Selain itu, dalam pengertian lain, intoleransi adalah ketidakmampuan atau ketidaksiapan menerima perbedaan pandangan, kepercayaan dan perilaku orang lain. Selama hanya terbatas pada tataran sikap dan gagasan, pandangan intoleransi adalah sesuatu yang normal. Karena setiap orang cenderung untuk membenarkan keyakinan yang telah dipercayainya. Namun intoleransi akan mulai menjadi persoalan ketika diterjemahkan dalam bentuk tindakan.

      Intoleransi dapat tumbuh di masyarakat melalui hal-hal kecil yang dilakukan dalam kehidupan sehari-hari yang bahkan sering tidak disadari, betapa banyak persoalan sederhana yang mencerminkan ketidak-toleranan kita, ketidakmampuan kita dalam menerima keberagaman yang ada, hal-hal sepele yang kadang dianggap lumrah dan tidak tabu untuk dilontarkan pada orang yang tidak sepaham, yang mungkin tidak begitu berarti dibandingkan isu-isu yang dianggap lebih besar, penting dan sensitif seperti politik atau agama, yang justru bisa menumbuhkan sikap intoleransi.

      Misalnya saja selera musik, hiburan atau fashion yang berbeda saja kerap kali masih jadi permasalahan yang dapat menghambat interaksi sosial di masyarakat. Contoh  yang dapat ditemui sehari-hari adalah menyukai musik K-Pop dinilai punya selera rendahan, para fansnya dianggap punya standar maskulinitas yang aneh, belum lagi cacian tentang operasi plastik yang selalu dituduhkan pada member boy band. Lalu stigma masyarakat tentang orang yang bertattoo, sudah lumrah distempel "orang gak bener", kriminal, pemabuk, atau tidak punya etika, dan masih banyak lagi sikap intoleransi yang kerap terjadi di masyarakat.

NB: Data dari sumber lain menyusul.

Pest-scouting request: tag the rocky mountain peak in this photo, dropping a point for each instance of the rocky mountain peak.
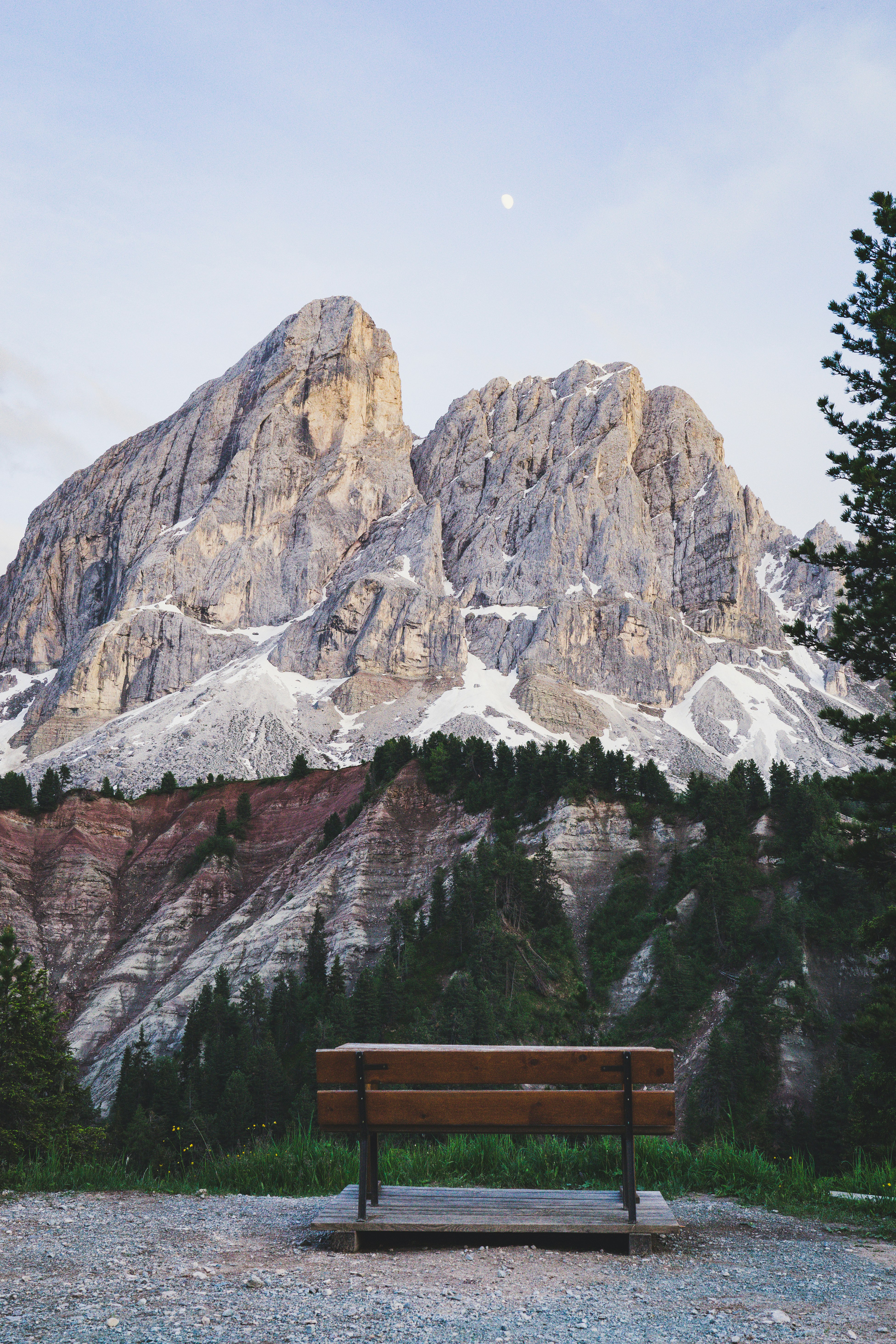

Lebih jauh daripada itu, ada beberapa kasus intoleransi yang sempat menghebohkan yang terjadi di Indonesia, diantara kasusnya adalah bom bunuh diri di gereja katolik St Yosep Medan, teror dimpatisan ISIS di gereja oikumene, Sengkotek, Samarinda, larangan beribadah bagi para biksu di Tangerang, pembubaran kebaktian oleh ormas islam di Sabuga, Bandung, dan aksi penyerangan di Klenteng, Kediri.

      Dari kasus-kasus yang terjadi, membuktikan bahwa sikap intoleransi dapat tumbuh dimanapun, dengan begitu, sikap toleran dan intoleran bukan monopoli suatu kelompok apalagi suatu agama. Sebab setiap orang dan kelompok berpotensi bersikap intoleran. Lebih jauh lagi dijelaskan, bahwa  wujud  dari  ketiadaan toleransi  adalah  hidupnya  prasangka  sosial antar  kelompok  dalam kehidupan  bermasyarakat (Baron & Byrne, 2012). 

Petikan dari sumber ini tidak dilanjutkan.